I’m using PyMC’s Metropolis to sample from a 200-dimensional probability distribution and I want it to converge faster by setting the scale of the proposal distribution “just right”. Here’s what I did:

- Lots of trial and error and got an estimation of the variance of the target distribution.
- I used it to derive a proposal distribution with balanced scales among dimensions. (So the proposal distribution mimics the proportions of the target distribution).
- I calculated the radius of the typical set of a 200 dimensional normal pdf (turns out to be ~14 sigmas)
- and used it to normalize the scale of the proposal distribution to compensate for the dimensionality curse pushing my drawed samples too far where the probability is almost zero.
- After some more trial and error I figured that the proposal distribution’s scale should be further reduced by a factor of 2-5 to get a rejection rate of about 40-50%

Here’s a plot of the traces of 7 independent chains (projected onto the first two principal components of the whole set of samples):

which clearly shows that convergence was not achieved as the 7 chains have not mixed. But also seems that it is exploring the space, just not very fast.

Report:

```
number of samples = 20000
number of chains = 7
100%|██████████| 20000/20000 \[55:56\<00:00, 5.96it/s\]
The gelman\-rubin statistic is larger than 1.4 for some parameters.
The sampler did not converge.
The estimated number of effective samples is smaller than 200 for some parameters.
44% rejections.
```

I don’t know if 44% rejections is too high or too low. I just have the feeling that maybe there is a way to make this converge faster.

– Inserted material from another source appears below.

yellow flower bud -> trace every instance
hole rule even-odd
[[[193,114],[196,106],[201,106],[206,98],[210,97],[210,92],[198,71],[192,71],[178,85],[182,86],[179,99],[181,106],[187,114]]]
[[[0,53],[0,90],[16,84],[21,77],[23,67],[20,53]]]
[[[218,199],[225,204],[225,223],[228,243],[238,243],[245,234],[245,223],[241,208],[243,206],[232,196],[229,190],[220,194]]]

Also, adaptive methods give weird results, so I fixed the proposal distribution and it’s scale.

**Here’s my questions:**

**Is there a recommended rejection rate?**

What do you guys think about the sample traces? are they acceptable (qualitatively speaking)?

PS: I run Metropolis again with exactly the same parameters except for the ad hoc scalig factors of item 5 which I removed. I get this traces:

Excuse that the axes metrics can’t be compared mong the two images. And this report

```
starting metropolis
number of samples = 20000
number of chains = 7
100%|██████████| 20000/20000 [54:42<00:00, 6.09it/s]
The gelman-rubin statistic is larger than 1.4 for some parameters. The sampler did not converge.
The estimated number of effective samples is smaller than 200 for some parameters.
75% rejections.
```

So now I get a much higher rejection rate. And It seems to me that the solution space was poorly explored compared to results above.